The writing; the air that it brings is powerful and absolutely all encompassing. It demands and captures attention from the beginning. It doesn’t let go. It seeps into your mind and all your senses in one way or another. It puts readers right back to the heart of St. Oswalds, an all boys school that exudes a certain stature and power, but one that wasn’t without its issues. Now the school is changing, catching up with the times.
This is absolutely marvellous writing throughout and the book is pretty hard to put down.
The years go between 1989 and 2006, showing what became tradition and what the school’s future holds as co-education begins as an academy with a female headmaster – Rebecca Buckfast (yes, headmaster and not headmistress.
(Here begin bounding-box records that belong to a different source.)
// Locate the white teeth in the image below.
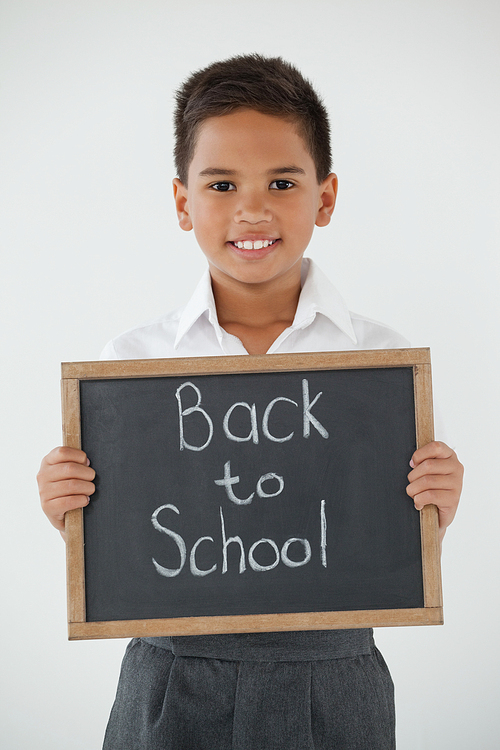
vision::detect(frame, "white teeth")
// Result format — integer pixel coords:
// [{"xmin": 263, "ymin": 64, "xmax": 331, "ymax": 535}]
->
[{"xmin": 234, "ymin": 240, "xmax": 276, "ymax": 250}]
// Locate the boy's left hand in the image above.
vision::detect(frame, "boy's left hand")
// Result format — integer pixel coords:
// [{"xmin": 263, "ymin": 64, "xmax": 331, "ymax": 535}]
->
[{"xmin": 406, "ymin": 441, "xmax": 464, "ymax": 541}]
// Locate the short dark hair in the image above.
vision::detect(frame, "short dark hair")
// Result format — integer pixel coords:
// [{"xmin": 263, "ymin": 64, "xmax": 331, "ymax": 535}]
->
[{"xmin": 174, "ymin": 54, "xmax": 332, "ymax": 185}]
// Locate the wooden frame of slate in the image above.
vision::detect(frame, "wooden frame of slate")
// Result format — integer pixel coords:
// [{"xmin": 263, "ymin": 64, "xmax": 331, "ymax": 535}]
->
[{"xmin": 62, "ymin": 349, "xmax": 443, "ymax": 639}]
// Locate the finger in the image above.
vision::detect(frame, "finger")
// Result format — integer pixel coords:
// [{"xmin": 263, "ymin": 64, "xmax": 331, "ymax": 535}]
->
[
  {"xmin": 410, "ymin": 440, "xmax": 456, "ymax": 468},
  {"xmin": 42, "ymin": 445, "xmax": 90, "ymax": 466},
  {"xmin": 40, "ymin": 479, "xmax": 95, "ymax": 505},
  {"xmin": 406, "ymin": 474, "xmax": 459, "ymax": 498},
  {"xmin": 42, "ymin": 495, "xmax": 89, "ymax": 532},
  {"xmin": 408, "ymin": 490, "xmax": 457, "ymax": 528},
  {"xmin": 37, "ymin": 463, "xmax": 95, "ymax": 486},
  {"xmin": 408, "ymin": 454, "xmax": 463, "ymax": 482}
]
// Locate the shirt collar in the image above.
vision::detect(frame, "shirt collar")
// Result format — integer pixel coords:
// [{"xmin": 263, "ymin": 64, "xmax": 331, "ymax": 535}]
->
[
  {"xmin": 174, "ymin": 258, "xmax": 356, "ymax": 349},
  {"xmin": 174, "ymin": 268, "xmax": 220, "ymax": 349},
  {"xmin": 292, "ymin": 258, "xmax": 357, "ymax": 344}
]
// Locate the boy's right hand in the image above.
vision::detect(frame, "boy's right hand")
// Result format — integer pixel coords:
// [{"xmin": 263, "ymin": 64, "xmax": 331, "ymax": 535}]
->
[{"xmin": 37, "ymin": 447, "xmax": 95, "ymax": 537}]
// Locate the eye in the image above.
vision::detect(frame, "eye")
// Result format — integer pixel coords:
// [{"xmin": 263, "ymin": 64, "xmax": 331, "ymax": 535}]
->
[
  {"xmin": 210, "ymin": 182, "xmax": 236, "ymax": 193},
  {"xmin": 269, "ymin": 180, "xmax": 294, "ymax": 190}
]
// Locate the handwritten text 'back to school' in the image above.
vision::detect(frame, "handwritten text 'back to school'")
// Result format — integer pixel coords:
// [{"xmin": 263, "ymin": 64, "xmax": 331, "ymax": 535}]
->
[{"xmin": 151, "ymin": 378, "xmax": 329, "ymax": 578}]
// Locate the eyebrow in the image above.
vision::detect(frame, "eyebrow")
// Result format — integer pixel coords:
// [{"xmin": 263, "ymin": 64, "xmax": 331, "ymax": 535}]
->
[{"xmin": 198, "ymin": 166, "xmax": 305, "ymax": 177}]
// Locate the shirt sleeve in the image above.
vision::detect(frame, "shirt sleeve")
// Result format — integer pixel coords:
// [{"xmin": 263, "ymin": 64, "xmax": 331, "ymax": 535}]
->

This isn’t a typo), at the helm and she is not to be underestimated. There’s a determination, a resilience in the school and the new headmaster is on a mission! Roy Straitley has a strong view on women and she is set to try and change that. She doesn’t want to let anything get in her way, not even the matter of a body.
Rebecca Buckfast isn’t, however, without her own personal things to deal with. Conrad, her brother, went missing years ago, there’s also the heartbreak and the hope of her parents that she still needs to contend with. There’s some great twists and turns where Conrad is concerned. He had gone to King Henry’s Grammar School for Boys, not St. Oswalds. So, now Rebecca has ties with both and a fight on her hands with both schools.
A Narrow Door is thought-provoking as it takes readers through to a school where nothing is as expected as it tightly twists and turns, holding readers captive in its grasp until its fantastic and fitting end.